# Monthly Revenue Comparison

> Last month versus this month. Per product.

Canonical URL: <https://datadriven.io/problems/monthly_revenue_comparison>

Domain: SQL · Difficulty: medium · Seniority: L3

## Problem

Compare revenue between April and May 2026. For each month, show the total revenue, number of transactions, and average transaction value, chronologically.
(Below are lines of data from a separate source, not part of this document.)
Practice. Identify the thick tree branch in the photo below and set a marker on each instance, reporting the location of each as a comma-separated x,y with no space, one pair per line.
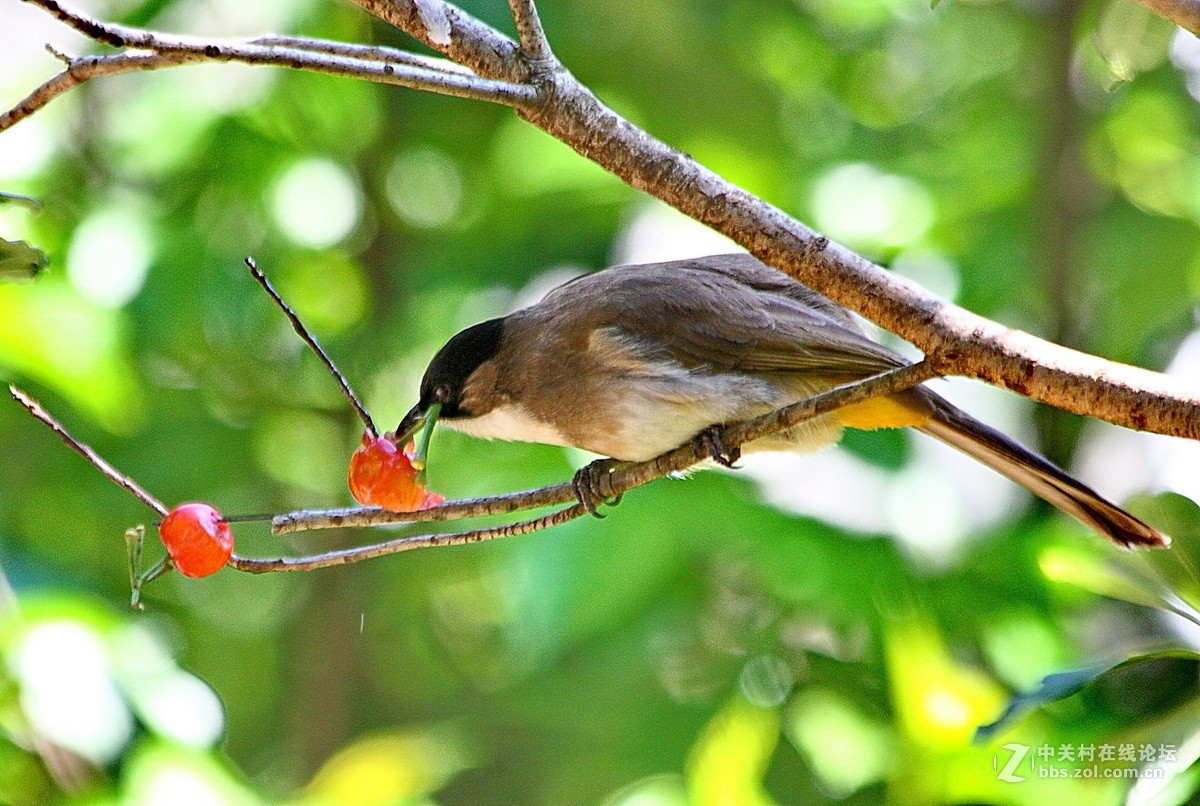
1185,13
965,343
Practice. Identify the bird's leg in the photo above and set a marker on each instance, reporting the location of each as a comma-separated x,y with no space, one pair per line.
593,487
711,441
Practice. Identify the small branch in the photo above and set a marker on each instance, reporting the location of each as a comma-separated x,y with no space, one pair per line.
469,41
623,479
78,72
311,341
533,36
330,58
365,52
113,474
402,545
1185,13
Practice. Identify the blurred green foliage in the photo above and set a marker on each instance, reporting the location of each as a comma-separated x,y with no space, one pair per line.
1036,161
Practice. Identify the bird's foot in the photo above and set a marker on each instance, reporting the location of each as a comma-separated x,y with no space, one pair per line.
711,441
593,486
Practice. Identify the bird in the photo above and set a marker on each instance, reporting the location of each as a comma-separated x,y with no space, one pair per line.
636,360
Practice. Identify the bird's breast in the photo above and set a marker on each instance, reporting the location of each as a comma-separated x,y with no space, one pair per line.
509,421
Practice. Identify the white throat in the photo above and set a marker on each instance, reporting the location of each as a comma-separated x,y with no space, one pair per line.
510,422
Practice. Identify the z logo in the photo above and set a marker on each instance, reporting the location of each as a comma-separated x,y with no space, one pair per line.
1007,774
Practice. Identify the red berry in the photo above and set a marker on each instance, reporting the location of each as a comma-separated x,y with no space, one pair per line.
197,539
383,475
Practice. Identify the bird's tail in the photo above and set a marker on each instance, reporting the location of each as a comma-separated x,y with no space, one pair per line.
959,429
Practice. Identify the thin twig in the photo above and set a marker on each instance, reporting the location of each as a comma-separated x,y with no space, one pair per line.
471,41
331,58
622,479
311,341
87,452
529,30
403,543
1185,13
365,52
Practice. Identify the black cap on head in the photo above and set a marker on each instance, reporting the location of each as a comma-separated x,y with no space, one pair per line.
448,372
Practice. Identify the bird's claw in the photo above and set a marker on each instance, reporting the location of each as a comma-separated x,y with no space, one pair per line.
711,441
593,487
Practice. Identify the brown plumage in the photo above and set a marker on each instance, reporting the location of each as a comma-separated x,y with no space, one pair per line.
635,360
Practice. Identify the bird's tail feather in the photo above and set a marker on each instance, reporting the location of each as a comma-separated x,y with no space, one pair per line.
959,429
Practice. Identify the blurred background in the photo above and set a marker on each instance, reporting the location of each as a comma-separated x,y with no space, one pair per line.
809,630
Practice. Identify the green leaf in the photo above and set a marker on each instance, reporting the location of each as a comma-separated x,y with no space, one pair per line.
1132,38
17,198
1126,683
19,260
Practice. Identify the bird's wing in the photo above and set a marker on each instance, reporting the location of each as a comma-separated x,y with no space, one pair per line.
726,314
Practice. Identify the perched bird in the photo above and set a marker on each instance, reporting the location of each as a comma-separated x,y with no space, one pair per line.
635,360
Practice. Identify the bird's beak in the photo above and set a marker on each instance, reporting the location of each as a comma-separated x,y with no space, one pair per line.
423,421
408,426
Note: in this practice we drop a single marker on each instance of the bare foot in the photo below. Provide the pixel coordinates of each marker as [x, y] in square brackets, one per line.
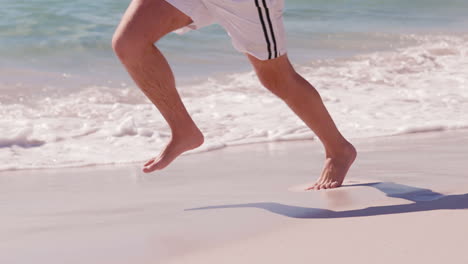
[335, 169]
[175, 147]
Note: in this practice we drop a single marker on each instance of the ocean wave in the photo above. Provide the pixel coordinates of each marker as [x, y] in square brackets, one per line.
[409, 90]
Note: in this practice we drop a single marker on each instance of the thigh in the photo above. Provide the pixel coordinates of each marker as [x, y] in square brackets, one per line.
[150, 20]
[255, 26]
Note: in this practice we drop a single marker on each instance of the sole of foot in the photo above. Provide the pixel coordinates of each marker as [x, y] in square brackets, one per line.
[175, 147]
[335, 169]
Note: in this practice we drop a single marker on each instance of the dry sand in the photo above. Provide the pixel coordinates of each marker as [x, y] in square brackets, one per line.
[405, 201]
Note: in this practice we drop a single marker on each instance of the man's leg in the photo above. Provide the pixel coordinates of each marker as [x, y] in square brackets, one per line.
[144, 23]
[279, 76]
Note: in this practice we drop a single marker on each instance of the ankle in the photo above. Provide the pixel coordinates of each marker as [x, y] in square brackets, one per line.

## Worked solution and explanation

### Why this problem exists in real interviews

Extracting insights from transactions.quantity grouped by total_amount via grouping and date extraction is the central task. It is used in mid-level screens to test whether you pick the right aggregation function and partition boundary on the first attempt.

> **Trick to Solving**
>
> Read the prompt carefully for implicit constraints. The phrase structure hints at the grain of the output: what each row represents.
> 
> 1. Identify the output grain from the prompt (one row per what?)
> 2. Work backward from the desired output columns
> 3. Build the query inside-out: innermost subquery first, then layer on filters and aggregates

---

### Break down the requirements

#### Step 1: Filter to the target rows

Apply the date filter using `STRFTIME` to extract and compare the relevant time component. This restricts rows before aggregation.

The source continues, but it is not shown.